Crypto is trading in fear mode, with the Fear & Greed Index flashing ‘extreme fear,’ the Altcoin Season Index at 22/100, and the Average RSI at about 38.”
Bitcoin has bounced to around $66,100, up more than 5% from its earlier dip to $60,000 overnight. Ethereum trades near $1,930 and Solana around $81, both up about 5–6% on the day after steep intraday drops.
Spot Bitcoin ETFs have seen outflows for two days in a row, with 5,900 BTC leaving on Feb. 5 and around 7,200 BTC the day before.
IBIT alone lost roughly 7,300 BTC over those sessions, showing investors are de-risking even though ETFs remain a key on-ramp for traditional money.
Commodities
WTI crude trades just above $63 a barrel, slightly higher on the day but still near the bottom of its recent range, while Brent is around $68 after a 1% gain.

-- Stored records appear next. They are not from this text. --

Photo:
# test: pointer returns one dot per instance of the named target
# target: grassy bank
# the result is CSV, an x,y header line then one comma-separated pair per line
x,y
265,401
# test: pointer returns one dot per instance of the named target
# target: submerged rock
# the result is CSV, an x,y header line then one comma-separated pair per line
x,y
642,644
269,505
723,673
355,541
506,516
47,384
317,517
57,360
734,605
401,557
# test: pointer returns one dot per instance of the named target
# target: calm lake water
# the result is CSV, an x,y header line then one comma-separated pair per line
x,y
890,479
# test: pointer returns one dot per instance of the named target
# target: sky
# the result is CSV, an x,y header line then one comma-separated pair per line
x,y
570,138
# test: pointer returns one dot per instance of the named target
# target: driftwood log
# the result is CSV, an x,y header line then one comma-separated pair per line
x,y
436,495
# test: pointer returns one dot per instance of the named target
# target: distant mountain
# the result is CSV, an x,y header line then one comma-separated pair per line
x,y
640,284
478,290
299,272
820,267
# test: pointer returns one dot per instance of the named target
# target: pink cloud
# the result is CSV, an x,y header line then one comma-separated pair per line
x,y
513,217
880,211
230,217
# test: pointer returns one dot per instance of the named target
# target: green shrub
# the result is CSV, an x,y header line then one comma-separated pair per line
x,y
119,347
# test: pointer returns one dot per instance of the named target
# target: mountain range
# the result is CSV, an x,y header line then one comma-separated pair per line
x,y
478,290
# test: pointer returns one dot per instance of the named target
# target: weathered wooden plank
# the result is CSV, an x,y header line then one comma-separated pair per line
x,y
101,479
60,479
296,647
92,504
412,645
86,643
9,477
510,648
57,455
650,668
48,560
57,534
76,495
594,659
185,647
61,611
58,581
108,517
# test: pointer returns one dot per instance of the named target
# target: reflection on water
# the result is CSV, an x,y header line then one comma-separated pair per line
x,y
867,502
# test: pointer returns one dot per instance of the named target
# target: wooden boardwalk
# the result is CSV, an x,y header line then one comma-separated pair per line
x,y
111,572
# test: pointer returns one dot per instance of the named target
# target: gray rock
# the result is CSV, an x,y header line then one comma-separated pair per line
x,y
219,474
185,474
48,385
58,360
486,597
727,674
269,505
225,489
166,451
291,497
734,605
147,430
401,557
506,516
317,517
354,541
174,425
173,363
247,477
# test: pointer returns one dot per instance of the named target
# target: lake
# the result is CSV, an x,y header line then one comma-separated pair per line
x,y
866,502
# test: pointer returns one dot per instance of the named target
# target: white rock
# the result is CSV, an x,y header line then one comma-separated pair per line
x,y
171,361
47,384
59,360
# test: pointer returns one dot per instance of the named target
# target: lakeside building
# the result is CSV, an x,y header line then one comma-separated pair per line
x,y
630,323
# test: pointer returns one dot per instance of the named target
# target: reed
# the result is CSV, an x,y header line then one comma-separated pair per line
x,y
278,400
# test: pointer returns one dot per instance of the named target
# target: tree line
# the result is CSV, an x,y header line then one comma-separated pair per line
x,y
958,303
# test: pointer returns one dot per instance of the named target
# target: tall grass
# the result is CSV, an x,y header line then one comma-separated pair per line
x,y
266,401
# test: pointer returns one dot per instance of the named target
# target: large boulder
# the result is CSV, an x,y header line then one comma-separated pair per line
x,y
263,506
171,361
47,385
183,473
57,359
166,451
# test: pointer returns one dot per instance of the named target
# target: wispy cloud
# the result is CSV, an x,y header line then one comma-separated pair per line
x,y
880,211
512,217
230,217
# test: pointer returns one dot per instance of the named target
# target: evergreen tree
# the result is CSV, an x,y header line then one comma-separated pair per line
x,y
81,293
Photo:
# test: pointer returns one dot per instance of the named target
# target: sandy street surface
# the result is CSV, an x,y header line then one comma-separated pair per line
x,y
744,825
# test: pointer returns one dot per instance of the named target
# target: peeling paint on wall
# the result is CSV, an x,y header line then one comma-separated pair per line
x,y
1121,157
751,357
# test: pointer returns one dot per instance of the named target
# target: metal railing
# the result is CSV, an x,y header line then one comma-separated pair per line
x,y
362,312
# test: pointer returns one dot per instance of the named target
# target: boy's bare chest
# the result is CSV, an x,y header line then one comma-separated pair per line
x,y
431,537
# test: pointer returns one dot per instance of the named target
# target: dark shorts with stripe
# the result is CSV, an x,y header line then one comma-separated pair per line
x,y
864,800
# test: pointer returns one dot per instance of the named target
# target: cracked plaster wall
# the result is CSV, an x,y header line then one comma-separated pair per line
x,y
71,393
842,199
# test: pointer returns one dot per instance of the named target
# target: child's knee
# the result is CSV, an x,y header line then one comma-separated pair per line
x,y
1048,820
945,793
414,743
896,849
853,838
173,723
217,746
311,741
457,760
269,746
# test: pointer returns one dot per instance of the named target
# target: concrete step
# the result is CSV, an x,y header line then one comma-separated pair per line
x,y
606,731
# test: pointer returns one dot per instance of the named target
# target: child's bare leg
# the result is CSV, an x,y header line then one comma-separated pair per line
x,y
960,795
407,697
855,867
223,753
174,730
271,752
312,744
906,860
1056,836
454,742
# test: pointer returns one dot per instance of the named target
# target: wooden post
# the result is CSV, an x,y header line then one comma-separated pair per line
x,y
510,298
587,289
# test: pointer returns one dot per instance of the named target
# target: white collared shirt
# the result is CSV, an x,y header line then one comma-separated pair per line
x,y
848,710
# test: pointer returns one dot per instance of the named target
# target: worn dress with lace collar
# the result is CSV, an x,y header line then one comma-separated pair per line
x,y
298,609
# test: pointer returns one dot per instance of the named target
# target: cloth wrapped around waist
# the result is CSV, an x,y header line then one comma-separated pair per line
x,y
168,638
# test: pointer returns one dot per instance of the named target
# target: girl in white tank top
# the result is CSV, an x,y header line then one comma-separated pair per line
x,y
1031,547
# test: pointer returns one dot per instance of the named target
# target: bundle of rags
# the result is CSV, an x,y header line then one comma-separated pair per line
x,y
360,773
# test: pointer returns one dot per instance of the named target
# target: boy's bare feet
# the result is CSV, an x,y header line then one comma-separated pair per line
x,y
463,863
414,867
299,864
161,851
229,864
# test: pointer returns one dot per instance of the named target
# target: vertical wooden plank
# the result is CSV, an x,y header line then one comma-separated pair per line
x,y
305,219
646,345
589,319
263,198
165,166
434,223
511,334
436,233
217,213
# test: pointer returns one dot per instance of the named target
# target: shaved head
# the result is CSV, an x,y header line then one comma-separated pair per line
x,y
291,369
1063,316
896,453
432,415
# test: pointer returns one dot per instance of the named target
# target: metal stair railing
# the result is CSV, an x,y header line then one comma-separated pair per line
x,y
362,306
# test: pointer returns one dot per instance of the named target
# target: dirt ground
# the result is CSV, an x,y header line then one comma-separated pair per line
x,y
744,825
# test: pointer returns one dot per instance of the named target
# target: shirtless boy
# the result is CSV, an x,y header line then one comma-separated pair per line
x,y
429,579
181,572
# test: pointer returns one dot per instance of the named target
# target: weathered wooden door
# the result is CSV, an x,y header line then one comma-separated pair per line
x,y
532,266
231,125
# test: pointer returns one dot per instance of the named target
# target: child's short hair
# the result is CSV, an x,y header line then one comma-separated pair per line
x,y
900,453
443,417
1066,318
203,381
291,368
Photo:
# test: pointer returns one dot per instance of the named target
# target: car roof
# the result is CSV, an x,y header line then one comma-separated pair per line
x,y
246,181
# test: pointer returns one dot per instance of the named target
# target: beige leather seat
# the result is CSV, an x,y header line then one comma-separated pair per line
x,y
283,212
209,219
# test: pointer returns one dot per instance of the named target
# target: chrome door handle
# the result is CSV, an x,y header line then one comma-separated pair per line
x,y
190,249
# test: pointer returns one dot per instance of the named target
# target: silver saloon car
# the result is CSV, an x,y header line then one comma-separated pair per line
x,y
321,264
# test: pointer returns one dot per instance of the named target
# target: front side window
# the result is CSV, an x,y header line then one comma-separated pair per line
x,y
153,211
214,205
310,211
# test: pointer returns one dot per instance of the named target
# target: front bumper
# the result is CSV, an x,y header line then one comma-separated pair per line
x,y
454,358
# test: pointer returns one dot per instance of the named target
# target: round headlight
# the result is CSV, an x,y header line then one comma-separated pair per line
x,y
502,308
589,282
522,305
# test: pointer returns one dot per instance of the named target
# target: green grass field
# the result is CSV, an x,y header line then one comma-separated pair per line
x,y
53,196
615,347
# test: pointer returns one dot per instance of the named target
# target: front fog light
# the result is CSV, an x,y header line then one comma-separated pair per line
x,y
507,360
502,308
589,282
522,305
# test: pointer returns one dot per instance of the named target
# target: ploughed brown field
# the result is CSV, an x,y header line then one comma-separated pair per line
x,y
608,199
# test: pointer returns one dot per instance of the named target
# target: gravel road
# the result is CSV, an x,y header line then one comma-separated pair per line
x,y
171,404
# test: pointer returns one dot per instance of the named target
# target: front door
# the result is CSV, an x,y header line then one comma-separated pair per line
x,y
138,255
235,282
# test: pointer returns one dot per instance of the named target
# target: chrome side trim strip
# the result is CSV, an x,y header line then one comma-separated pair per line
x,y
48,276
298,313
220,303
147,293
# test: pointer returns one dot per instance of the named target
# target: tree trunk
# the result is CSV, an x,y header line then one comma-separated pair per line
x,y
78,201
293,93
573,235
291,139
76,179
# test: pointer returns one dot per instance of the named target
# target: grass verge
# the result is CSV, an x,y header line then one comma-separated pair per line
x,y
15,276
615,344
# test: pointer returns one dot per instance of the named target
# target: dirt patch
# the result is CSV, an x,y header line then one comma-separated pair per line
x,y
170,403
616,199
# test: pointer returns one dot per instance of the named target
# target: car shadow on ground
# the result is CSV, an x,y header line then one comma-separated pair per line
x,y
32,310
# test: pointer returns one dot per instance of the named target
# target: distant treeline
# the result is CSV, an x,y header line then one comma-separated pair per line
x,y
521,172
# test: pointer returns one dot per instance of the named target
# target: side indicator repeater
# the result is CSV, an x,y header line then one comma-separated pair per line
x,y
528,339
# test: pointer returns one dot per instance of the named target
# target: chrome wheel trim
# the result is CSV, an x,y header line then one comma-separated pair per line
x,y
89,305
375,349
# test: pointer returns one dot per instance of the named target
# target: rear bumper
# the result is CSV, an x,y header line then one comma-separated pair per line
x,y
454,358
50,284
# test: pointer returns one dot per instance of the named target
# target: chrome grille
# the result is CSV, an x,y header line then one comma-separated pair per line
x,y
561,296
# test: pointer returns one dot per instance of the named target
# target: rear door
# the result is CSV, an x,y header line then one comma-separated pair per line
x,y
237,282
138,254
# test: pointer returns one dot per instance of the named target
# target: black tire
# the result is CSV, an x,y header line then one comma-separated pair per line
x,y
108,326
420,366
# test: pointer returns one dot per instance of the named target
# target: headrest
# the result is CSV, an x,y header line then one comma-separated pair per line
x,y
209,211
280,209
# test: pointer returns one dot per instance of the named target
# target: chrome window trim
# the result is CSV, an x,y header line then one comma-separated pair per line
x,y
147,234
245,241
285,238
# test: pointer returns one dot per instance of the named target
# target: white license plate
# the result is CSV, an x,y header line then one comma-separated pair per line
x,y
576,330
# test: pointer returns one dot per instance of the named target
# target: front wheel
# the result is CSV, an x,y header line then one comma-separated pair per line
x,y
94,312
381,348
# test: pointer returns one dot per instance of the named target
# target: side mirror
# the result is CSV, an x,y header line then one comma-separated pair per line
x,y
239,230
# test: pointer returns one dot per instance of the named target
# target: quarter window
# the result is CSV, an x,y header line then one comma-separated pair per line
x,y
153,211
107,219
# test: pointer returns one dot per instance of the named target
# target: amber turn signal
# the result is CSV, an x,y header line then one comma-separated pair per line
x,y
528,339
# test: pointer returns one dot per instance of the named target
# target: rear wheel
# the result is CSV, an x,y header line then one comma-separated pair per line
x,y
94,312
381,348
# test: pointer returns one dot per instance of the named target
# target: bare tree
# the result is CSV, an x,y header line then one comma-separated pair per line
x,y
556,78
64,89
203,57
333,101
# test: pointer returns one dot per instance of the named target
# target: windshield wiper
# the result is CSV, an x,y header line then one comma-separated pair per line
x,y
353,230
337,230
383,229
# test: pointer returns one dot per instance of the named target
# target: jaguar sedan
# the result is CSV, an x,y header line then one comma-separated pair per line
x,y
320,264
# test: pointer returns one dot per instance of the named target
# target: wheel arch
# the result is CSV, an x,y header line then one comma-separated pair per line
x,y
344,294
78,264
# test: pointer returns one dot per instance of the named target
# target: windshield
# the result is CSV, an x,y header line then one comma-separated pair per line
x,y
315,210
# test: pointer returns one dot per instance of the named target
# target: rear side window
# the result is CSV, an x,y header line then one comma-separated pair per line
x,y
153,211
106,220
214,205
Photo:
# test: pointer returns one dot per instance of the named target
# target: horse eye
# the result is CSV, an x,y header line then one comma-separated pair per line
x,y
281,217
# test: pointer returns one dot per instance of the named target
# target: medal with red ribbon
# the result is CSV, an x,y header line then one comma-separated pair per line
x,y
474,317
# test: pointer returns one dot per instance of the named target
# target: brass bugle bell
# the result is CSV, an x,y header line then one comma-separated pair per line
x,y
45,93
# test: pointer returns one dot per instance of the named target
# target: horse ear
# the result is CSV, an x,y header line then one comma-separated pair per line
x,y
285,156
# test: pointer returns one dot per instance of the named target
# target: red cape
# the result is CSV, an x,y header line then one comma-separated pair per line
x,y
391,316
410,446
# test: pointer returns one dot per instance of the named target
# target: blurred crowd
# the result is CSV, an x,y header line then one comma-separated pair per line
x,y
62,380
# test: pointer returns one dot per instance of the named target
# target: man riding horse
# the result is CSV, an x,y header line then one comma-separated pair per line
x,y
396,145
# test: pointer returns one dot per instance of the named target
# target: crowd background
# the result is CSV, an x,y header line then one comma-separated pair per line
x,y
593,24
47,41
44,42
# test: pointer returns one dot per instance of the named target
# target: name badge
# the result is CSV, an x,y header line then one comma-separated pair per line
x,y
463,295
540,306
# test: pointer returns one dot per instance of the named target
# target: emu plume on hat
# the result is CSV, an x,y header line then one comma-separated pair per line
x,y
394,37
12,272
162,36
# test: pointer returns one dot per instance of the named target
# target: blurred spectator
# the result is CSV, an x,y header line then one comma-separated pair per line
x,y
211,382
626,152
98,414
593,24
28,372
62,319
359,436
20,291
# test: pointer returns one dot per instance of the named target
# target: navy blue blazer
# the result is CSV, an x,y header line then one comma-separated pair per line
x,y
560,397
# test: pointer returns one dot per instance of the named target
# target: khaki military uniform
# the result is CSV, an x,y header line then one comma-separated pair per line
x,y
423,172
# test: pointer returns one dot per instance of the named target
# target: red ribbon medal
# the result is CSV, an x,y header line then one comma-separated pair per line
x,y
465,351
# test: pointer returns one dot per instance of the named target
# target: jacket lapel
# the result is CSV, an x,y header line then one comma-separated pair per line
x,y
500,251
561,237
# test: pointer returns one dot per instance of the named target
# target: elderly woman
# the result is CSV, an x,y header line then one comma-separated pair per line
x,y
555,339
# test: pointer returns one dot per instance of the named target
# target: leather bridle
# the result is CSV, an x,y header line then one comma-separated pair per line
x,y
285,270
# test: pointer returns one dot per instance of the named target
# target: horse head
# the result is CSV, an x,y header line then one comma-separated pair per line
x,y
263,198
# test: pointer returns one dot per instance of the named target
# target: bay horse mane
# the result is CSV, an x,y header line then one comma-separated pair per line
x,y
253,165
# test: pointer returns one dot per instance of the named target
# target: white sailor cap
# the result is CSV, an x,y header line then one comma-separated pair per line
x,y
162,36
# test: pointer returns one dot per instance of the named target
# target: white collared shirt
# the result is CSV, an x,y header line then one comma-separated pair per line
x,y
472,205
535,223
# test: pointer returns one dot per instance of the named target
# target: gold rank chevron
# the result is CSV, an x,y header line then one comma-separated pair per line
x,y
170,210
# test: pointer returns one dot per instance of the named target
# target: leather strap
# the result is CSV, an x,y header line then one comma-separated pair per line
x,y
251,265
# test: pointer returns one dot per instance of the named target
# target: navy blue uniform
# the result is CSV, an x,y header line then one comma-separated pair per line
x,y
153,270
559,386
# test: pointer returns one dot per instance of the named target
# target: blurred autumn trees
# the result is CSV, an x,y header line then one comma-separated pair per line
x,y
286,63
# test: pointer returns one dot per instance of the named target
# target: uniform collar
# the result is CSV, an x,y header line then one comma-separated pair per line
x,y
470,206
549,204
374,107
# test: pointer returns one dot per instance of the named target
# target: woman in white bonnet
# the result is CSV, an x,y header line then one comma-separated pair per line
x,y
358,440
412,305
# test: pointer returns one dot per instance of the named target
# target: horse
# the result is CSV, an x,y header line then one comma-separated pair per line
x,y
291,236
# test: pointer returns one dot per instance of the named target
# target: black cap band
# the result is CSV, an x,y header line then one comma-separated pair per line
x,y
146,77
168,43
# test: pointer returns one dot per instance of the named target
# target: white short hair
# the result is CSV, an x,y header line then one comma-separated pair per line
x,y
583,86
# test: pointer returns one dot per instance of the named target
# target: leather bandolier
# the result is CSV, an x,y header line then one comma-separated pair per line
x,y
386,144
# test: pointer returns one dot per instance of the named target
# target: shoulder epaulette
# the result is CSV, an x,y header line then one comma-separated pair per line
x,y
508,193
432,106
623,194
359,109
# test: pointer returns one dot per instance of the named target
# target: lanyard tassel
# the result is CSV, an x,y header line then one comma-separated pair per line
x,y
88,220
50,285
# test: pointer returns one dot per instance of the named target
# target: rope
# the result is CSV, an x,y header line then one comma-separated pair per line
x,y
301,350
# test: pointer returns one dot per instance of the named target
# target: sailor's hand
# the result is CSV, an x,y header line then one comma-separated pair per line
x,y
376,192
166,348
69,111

Precious metals are trying to stabilize after a sharp sell-off, with gold recovering about 1.5–2%, reaching $4,900, while silver is up nearly 5%, at $74, after falling to $65.
Stock Market Indices
U.S. stocks remain under pressure, with the S&P 500 down about 1.2%, the Dow down 1.2%, and the Nasdaq lower by 1.6%.
Outside the U.S., Japan’s Nikkei 225 stands out, up about 1.7% ahead of Sunday’s election, while the UK’s FTSE 100 is up around 0.6% on support from value and energy stocks.
Geopolitics & Market Sentiment
On the diplomatic front, indirect talks between Iran and the United States in Oman over Tehran’s nuclear program are taking place. However, the large U.S. naval presence in the region keeps markets on edge.
Separately, Washington is pushing for a new, broader arms-control deal after the START treaty expired, aiming to bring China into future talks even as Beijing resists, adding to long-term strategic uncertainty.
On the economic front, the cost of the AI expansion is now a key concern, as big U.S. tech companies plan to spend about $600 billion on AI this year, and that level of spending is making equity investors nervous.
At the same time, weak layoff data and softer risk assets have pushed Fed funds futures to expect about a 20% chance of a March rate cut, up from roughly 10% a day earlier.
Traders are now waiting for upcoming labor and inflation data and are watching whether the AI and crypto sell-off continues.